Now, they have yet another excuse to love Quinto, 36, as he makes his Broadway debut in the gorgeous revival of Tennessee Williams’s The Glass Menagerie, opening at the Booth Theatre on September 26 after an acclaimed run in Cambridge earlier this year. Under John Tiffany’s direction and before a set designed by Bob Crowley, Quinto is Tom, the restless breadwinner and aspiring poet of a St. Louis family consisting of his domineering, former Southern belle mother (Cherry Jones) and his shy, crippled sister (Celia Keenan-Bolger).
Between previews, work for his production company Before the Door, founded in 2008 with two of his Carnegie Mellon University School of Drama classmates (next month they’ll release All Is Lost starring Robert Redford), and gearing up for Sunday’s Primetime Emmy’s, Quinto discussed his latest work.
Tom is both a narrator of and participant in this play, that’s a lot of components to juggle.
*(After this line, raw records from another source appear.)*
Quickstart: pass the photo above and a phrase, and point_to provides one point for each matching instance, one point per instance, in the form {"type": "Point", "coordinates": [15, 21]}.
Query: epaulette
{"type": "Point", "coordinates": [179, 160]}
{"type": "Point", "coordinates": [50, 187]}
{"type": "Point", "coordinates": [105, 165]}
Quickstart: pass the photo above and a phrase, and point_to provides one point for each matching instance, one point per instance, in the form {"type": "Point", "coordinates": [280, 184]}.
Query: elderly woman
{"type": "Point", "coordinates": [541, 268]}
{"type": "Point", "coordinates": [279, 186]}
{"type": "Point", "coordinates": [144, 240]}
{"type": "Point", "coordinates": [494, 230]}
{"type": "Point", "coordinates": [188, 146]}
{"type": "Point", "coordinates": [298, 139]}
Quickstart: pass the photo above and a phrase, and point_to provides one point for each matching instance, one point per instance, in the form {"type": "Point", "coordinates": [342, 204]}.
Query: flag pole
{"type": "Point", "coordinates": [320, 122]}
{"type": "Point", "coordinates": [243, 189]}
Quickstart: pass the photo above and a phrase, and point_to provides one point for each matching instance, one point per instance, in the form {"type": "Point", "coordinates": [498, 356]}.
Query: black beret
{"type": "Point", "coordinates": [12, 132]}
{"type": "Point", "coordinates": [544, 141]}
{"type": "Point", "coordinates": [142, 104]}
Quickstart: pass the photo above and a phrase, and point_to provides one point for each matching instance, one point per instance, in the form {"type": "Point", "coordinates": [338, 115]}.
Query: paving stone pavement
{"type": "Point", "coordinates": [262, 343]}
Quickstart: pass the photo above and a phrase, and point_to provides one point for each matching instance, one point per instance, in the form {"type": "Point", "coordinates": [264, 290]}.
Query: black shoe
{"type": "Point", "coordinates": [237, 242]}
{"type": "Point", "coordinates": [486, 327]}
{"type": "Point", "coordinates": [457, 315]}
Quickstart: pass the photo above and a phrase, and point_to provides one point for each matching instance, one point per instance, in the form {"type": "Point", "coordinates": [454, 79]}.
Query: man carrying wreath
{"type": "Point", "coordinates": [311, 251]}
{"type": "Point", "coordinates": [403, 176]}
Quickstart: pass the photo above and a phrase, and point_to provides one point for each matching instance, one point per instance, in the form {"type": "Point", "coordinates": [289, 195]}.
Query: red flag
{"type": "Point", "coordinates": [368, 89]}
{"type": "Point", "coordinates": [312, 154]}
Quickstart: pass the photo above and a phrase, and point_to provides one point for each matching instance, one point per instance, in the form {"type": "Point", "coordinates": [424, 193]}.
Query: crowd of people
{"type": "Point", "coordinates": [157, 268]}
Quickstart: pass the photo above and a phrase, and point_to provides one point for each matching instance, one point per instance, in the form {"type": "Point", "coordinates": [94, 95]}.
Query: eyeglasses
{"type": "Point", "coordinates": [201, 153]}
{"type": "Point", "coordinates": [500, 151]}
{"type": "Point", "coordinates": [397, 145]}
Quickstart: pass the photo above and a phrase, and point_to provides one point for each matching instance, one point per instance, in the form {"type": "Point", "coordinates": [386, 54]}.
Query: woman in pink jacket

What in all of that did you find most challenging?
There’s a fine line I think when you’re speaking such opulent language, I always felt the need to measure the connectivity of it, the groundedness of it, and it always has to be rooted in emotional truth, even though it’s so heightened. So the production is stylized and the language is very heightened, so always finding that balance and keeping it rooted I think is an ongoing calibration and I kind of love playing with it.
How would you describe your interpretation of Tom? He can be sympathetic, but he can also come across as incredibly selfish.
Tennessee [Williams] helped me out a lot. In his description of Tom he says he is not remorseless, but in order to survive he must act without pity. I just started to really think about what that means and I can understand what that means in my own life in relationships and different experiences I’ve had where I’ve had to choose myself and I think that’s the humanity of the play and that’s the humanity of the character and I didn’t need to think beyond that. Everybody can understand that and anybody who’s ever really strived for something or really defined some level of success for themselves can understand that.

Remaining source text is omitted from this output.